Recordó entonces el escritor: “Yo fui un niño sin Fiesta. Creciendo en Santiago de Chile, Buenos Aires y la capital norteamericana, Washington, todas ellas ciudades sin corridas de toros, hube de esperar a mi regreso a México, para ver mi primer espectáculo taurino (…) Mi suerte no pudo ser mayor. Una tarde del año de 1945, me estrené como taurómaco principiante, villamelón certificado y al instante entusiasta aficionado, viendo torear en la plaza El Toreo a Manuel Rodríguez Manolete.

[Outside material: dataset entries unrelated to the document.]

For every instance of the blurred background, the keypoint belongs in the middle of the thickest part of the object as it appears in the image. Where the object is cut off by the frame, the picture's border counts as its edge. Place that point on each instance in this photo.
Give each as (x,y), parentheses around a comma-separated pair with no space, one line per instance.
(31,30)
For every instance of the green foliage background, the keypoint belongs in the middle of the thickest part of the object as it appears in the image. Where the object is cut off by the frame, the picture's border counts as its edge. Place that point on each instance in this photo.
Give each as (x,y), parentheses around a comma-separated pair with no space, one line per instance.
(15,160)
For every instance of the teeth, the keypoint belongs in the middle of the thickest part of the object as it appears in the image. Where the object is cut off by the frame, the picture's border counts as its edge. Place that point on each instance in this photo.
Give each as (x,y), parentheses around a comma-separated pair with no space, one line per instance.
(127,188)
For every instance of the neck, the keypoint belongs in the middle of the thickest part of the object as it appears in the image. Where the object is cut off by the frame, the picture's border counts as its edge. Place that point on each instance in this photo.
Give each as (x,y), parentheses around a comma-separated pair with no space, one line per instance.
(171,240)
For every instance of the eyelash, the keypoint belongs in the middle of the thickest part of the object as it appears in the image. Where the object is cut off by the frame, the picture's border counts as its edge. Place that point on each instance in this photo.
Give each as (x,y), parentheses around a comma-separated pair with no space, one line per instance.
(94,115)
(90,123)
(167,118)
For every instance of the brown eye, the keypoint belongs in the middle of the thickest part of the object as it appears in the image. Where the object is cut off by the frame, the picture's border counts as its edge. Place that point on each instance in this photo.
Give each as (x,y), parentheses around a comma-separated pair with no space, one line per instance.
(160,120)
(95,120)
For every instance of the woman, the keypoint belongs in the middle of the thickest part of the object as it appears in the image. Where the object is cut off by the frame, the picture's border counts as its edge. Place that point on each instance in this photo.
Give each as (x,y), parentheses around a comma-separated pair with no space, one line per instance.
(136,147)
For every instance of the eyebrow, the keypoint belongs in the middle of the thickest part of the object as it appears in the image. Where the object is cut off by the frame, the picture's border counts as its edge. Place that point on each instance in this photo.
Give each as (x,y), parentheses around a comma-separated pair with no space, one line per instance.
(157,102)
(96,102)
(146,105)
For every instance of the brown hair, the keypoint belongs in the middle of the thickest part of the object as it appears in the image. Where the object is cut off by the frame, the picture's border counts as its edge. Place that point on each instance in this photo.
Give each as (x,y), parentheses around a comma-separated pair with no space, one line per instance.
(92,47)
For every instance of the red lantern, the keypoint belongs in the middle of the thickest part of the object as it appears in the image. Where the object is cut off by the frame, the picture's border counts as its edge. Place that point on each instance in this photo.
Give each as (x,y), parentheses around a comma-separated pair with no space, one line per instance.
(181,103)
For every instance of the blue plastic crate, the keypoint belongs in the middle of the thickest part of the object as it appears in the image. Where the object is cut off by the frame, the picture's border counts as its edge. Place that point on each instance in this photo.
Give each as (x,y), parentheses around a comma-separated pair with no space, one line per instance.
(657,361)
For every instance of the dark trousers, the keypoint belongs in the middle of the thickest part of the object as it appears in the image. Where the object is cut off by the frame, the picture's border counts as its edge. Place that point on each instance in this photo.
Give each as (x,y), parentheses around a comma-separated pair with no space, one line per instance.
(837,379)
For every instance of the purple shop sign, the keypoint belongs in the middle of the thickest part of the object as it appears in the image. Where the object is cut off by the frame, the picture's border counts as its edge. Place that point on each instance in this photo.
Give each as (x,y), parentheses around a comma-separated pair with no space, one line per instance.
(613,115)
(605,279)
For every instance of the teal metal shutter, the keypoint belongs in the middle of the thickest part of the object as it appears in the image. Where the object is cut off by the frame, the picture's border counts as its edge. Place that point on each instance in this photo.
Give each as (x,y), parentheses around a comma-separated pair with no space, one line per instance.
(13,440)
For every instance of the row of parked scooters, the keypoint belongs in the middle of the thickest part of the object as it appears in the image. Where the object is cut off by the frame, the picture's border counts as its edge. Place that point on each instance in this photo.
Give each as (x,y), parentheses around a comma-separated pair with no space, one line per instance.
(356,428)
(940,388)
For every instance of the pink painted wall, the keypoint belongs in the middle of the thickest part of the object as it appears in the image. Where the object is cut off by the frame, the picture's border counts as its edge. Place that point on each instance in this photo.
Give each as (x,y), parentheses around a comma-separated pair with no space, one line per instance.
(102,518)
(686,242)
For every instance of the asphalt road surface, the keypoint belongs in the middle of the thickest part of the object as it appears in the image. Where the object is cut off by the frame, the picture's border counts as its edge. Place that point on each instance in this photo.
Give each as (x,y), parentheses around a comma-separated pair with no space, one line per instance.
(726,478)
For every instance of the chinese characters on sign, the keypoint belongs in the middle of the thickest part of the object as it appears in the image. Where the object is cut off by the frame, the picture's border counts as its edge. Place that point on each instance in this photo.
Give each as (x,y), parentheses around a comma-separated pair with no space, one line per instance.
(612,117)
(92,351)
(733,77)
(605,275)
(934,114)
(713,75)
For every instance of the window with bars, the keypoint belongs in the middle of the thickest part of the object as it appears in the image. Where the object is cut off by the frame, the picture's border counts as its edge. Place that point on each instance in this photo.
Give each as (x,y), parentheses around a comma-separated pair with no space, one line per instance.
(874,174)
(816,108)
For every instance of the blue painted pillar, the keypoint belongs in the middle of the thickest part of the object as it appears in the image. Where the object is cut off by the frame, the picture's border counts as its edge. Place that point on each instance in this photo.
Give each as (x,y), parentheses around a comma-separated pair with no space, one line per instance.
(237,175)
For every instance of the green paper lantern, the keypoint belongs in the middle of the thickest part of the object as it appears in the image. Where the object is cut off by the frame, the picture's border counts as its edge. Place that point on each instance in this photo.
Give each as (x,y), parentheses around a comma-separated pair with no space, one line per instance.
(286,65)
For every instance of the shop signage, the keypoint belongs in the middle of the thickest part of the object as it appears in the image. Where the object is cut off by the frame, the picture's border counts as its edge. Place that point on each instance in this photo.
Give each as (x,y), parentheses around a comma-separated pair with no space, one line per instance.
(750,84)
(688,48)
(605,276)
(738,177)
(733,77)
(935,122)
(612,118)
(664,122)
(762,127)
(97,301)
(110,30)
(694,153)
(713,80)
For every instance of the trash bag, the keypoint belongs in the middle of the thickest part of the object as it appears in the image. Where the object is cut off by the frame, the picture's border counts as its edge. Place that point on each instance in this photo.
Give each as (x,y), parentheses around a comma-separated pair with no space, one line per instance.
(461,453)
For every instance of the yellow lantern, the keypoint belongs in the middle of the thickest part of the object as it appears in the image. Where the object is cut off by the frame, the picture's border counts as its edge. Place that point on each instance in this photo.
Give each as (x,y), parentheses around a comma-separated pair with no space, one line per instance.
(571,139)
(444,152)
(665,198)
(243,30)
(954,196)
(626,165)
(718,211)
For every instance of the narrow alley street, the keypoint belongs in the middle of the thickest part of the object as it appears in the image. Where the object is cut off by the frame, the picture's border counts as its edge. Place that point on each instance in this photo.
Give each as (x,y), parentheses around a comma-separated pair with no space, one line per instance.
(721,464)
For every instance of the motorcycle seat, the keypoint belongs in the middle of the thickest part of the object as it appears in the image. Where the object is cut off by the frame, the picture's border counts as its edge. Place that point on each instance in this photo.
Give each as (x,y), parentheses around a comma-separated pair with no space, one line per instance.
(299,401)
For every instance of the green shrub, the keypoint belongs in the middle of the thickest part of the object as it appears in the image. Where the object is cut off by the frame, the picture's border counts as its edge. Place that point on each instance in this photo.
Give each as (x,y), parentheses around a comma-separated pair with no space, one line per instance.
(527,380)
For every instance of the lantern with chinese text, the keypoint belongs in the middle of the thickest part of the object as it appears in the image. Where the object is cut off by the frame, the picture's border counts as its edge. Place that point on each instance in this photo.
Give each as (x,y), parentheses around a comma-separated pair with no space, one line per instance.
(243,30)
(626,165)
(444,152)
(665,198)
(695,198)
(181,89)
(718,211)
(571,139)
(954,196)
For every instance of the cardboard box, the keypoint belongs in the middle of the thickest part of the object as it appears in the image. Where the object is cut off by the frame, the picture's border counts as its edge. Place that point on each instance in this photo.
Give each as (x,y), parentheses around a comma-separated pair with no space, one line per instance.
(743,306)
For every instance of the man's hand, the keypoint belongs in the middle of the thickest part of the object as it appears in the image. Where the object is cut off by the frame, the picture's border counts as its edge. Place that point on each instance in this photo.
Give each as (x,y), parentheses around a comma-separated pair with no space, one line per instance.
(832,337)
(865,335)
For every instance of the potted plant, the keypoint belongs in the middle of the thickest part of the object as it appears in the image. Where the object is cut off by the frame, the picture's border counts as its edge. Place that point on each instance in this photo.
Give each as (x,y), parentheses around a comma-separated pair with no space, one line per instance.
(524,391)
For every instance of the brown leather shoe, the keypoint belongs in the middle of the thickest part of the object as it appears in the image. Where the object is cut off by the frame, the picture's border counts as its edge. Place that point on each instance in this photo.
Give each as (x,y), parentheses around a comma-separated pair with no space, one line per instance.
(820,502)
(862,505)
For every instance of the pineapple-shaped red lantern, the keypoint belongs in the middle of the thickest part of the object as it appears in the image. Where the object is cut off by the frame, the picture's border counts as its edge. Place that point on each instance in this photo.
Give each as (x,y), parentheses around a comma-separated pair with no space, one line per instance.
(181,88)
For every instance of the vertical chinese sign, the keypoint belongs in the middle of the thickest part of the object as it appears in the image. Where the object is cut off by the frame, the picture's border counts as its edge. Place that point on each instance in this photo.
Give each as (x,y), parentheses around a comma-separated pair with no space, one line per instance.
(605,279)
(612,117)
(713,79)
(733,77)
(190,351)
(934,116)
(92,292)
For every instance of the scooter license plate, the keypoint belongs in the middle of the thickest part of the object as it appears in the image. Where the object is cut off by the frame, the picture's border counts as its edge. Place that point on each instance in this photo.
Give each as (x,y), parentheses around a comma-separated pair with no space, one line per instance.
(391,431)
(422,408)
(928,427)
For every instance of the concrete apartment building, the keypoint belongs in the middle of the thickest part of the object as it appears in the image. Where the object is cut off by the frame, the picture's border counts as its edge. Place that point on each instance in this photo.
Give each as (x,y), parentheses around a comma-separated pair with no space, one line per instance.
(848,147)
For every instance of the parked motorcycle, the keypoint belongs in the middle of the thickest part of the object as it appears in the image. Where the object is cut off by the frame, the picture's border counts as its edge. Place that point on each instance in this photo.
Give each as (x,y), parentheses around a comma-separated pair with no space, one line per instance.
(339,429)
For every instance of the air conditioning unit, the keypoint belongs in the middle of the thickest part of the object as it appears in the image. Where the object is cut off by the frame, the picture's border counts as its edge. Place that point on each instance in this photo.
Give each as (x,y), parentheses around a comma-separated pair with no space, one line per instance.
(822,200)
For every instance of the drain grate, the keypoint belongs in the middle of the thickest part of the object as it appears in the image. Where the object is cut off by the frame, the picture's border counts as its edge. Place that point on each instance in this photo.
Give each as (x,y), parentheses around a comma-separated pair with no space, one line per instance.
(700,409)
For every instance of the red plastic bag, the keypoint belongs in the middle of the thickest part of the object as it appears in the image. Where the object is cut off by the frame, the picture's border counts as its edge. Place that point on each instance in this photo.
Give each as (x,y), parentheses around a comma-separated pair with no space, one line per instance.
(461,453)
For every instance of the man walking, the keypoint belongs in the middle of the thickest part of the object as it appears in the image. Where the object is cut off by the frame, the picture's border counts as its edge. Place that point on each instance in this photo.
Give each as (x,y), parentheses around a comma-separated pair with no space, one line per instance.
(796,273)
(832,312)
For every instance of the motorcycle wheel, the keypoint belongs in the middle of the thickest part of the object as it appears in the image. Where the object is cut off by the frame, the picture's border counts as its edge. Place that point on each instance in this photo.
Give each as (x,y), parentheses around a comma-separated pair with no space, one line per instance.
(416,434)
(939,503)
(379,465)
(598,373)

Mas si alguno de mis sentidos artísticos aún dormitaba, esa tarde asoleada en la ciudad de México despertó en mí un tropel de emociones estéticas que iban del asombro a la admiración, a la duda misma que semejante entusiasmo me procuraba, al irresistible clamor de la multitud que con un solo, enorme alarido, tan vasto como el océano mismo que separa y une a España y México, coronó la faena.
Viendo lidiar a Manolete en México, aquel lejano domingo de hace ya más de medio siglo, me di cuenta de la más profunda relación del alma hispánica y el alma mexicana. Mexicanos y españoles tenemos el privilegio, pero también la carga, de entender que la muerte es vida. O sea: todo es vida, incluyendo a la muerte, que es parte esencial de la vida”.
Y en otro pasaje afirmaba:
“La fiesta brava es un acto hermanado de saber y de fe. La sociedad separa el conocimiento y la creencia. El rito taurino los reúne: en la fiesta, se sabe porque se cree y se cree porque se sabe. La tauromaquia no se engaña ni nos engaña”.
A caballo entre la contemplación del toro y el arte del torear, Carlos Fuentes reflexionaba en su Pregón que el toreo es, es la afirmación del encuentro de las paradojas naturales y humanas.
Y en esta línea, para el escritor la máxima paradoja taurina es el toro, al que considera “el único realmente inmortal en el acto de la Corrida”.
Refiriéndose a la corrida, tras definir las Plazas como el espacio público donde se congrega el pueblo en toda su esfera y en todas sus caras, Fuentes sostiene que el torero que “se desprende del pueblo” para que “con su traje de oro” eleva “al nivel de la aristocracia”. Este es un principio vigente y riguroso que en la opinión de Fuentes condensa todo el Toreo.
Más adelante, cuando va sugerir algunas conclusiones, Fuentes se refiere a la relación naturaleza-ser humano y dentro de la misma, la que ambos comparten la vida y la muerte: “El torero puede matar esto es cierto, es un hecho, porque el mismo puede morir.”